Maybe Richard Widmark doesn’t look as good in color as the shrouds of noir, but he can act. Here he’s a poker player who fancies himself a poet on the side. As he gets off at an isolated Mexican outpost, he’s yakking away to the typically taciturn Gary Cooper. The taller fellow plods by his side quietly amused by everything coming out of Widmark’s mouth.

They are joined by a third man (Cameron Mitchell) biding their time en route to the goldfields of California by listening to the floor show (Rita Moreno) at the local cantina. I do relish films that take place in multiple languages; perhaps it humbles me. Because as I’m no longer living near a Latino community and I haven’t studied in a long time, my Spanish is rusty, so I can only pick up bits and pieces. I am at the mercy of others.

But it also means Gary Cooper can pay a major service to the audience. He translates for us and with that comes an added depth to his character. He’s knowledgeable and must have been around. How does he know the language? We don’t know right off so it teases us to stick around in order to find out.

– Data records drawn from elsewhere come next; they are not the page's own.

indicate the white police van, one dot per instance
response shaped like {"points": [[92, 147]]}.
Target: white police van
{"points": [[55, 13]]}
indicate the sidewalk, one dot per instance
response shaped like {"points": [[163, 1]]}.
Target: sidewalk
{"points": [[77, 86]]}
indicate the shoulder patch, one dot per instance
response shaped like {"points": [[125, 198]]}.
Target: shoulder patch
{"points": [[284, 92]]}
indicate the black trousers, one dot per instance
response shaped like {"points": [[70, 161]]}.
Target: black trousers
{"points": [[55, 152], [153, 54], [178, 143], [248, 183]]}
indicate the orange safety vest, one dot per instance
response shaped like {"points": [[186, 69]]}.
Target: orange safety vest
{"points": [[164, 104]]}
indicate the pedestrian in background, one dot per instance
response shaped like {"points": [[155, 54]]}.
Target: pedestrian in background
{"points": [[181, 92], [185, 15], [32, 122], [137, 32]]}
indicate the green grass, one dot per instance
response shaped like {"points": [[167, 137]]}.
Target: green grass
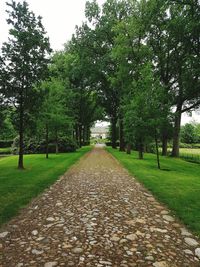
{"points": [[19, 187], [193, 151], [177, 185], [5, 150]]}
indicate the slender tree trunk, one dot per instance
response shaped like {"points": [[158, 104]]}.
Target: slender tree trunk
{"points": [[88, 134], [157, 151], [77, 134], [140, 150], [176, 136], [80, 135], [21, 136], [121, 136], [57, 150], [84, 135], [47, 141], [114, 132], [164, 145], [128, 149]]}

It’s quite relaxing until Susan Hayward bursts in on the men, effectively dropping the whole reason for the picture right in their laps. An adventure is afoot, and they take it up with few reservations. It doesn’t seem to cross their minds to question any of it; the compensation waved in front of them is high enough. Maybe they maintain their own private reasons. Soon they’re journeying through a mountain pass in order to help save the woman’s stranded husband (Hugh Marlowe).

A perfect moment on the road — making sure we’re aware of the stakes — features a dislodged frying pan clattering down below, ricocheting off the rock faces, and echoing through the canyon as it makes its descent.

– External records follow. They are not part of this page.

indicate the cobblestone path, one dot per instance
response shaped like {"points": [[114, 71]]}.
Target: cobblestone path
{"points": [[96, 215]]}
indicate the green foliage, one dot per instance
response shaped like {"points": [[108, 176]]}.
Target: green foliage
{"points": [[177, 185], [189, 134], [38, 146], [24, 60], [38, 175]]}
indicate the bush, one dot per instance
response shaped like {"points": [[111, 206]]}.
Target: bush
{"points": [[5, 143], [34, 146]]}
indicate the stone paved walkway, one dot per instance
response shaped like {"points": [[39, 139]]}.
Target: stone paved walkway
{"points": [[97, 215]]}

As things progress, it becomes apparent the fine line between brooding and dull is a difficult one. It certainly is, more often than not, a slow burn with Widmark waxing philosophical and Cooper projecting an air of constant clear-sightedness about the world. He never loses his head. The rest of the time we’re waiting for something.

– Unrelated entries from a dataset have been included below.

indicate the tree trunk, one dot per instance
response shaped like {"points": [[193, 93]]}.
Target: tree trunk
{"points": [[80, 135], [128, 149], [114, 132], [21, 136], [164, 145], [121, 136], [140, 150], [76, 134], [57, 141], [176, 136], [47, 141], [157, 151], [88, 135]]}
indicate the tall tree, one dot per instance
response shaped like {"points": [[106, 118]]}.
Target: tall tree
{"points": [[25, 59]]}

The confrontation between Hooker (Cooper) and the hothead Daly (Mitchell) is a particular sequence to relish as the young gun not once, but twice, is sent somersaulting on his back — his butt nearly putting out the fire and getting singed as a result. By the end of his drubbing, he’s practically rolling in it, and he’s been made to look terribly foolish.

But like Way of The Gaucho, the on-location shooting is what the movie can boast about the most. The action is middling and dull at best, because it’s a long haul to get a payoff.  We are waiting for things to come to a head and while Indians are said to be brewing up in the hills, they only show themselves briefly.

Oddly, Susan Hayward is thanklessly cast as the villain-turned-hero. Maybe it has to do with the time the picture came out since she hardly gets the delicious part of a femme fatale. More often than not, she feels like a scapegoat, that is until everyone realizes how faithful she is. It’s too little too late.

By the end of the story, the emotions lack resonance, because they haven’t built up into anything truly believable with continuity we can easily trace. It does feel a bit like running through the paces just to get to the marks, and it’s difficult to say given the talent on hand. They are a fine host of actors.

It’s possible to cast a bit of the blame on Frank Fenton’s script, which has fun with some dialogue — getting a bit profound about male avarice and passion — while supplying the actual plot little meat.

Gary Cooper and Richard Widmark too were always men of action, but there’s not enough here for them to accomplish. By the time they have chances to do what is purportedly brave and heroic, the deep recesses of meaning looking to be excavated are hollow — even strangely so, because we truly want there to be more, and there isn’t.